12th century, Tibet or Nepal, Mahasiddha, possibly Krishnacharya (Kanha), gilt copper and pigments, private collection, photo by Bonhams.

The Indian adept holds a skull cup in his right hand and seems to have had another object in his left hand, probably a drum or a vajra sceptre judging by the way he holds it. This iconography corresponds to various famous mahasiddhas, and some mahasiddhas can be depicted in several ways so it is difficult to identify them without an inscription on the base.

Late 15th century, Tibet, Mahasiddha, bronze, private collection, photo by Christie’s.

And even with an inscription on the back of the pedestal, it is not always clear who we are looking at. This particular one reads ‘homage to pha.rkon.tshan.ras.chen’. We saw a similar image of a certain Tenzin Lundrup with the same headdress. The above is seated on a tiger skin, and, like Virupa, he holds a skull cup in his left hand and does a pointing gesture with the other.
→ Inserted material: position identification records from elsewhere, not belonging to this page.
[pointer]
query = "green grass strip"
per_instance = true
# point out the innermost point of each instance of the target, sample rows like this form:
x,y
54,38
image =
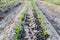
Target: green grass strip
x,y
19,27
8,3
53,1
40,19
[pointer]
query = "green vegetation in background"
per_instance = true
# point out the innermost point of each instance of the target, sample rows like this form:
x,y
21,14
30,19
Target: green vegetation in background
x,y
41,21
18,28
8,3
54,1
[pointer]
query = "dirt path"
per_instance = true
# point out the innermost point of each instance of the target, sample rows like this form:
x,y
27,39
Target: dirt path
x,y
54,8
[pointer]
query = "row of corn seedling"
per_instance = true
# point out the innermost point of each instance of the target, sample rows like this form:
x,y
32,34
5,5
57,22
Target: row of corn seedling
x,y
40,21
19,28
15th century, Tibet, Mahasiddha, bronze (copper alloy) and pigments private collection.

This character is saluting with his right hand and holds a skull cup with a large spherical object (jewel?) in it.
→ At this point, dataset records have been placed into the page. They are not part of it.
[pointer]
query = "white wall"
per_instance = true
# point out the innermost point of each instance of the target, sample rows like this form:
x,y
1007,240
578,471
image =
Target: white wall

17th century, Tibet, Mahasiddha, gilt bronze (copper alloy) and red pigment, private collection, photo by Christie’s.

This wrathful character wears a leopard skin loincloth and a human hide on his back. He holds a stick topped with a skull and may have had a skull cup in his left hand. The position of his legs suggests he was riding a mount, now missing. Some figures labelled ‘mahasiddha‘ are depicted with a semi-wrathful face and blue hair. This one has red flaming hair and looks rather like a wrathful deity.

18th century, Tibet (or India?), gilt bronze (copper alloy), same as before.

An unusual sculpture of a bearded man wearing a conical headdress, his right hand doing the teaching gesture, the other holding a manuscript, seated on an oval lotus base with incised petals, over a stepped rectangular plinth.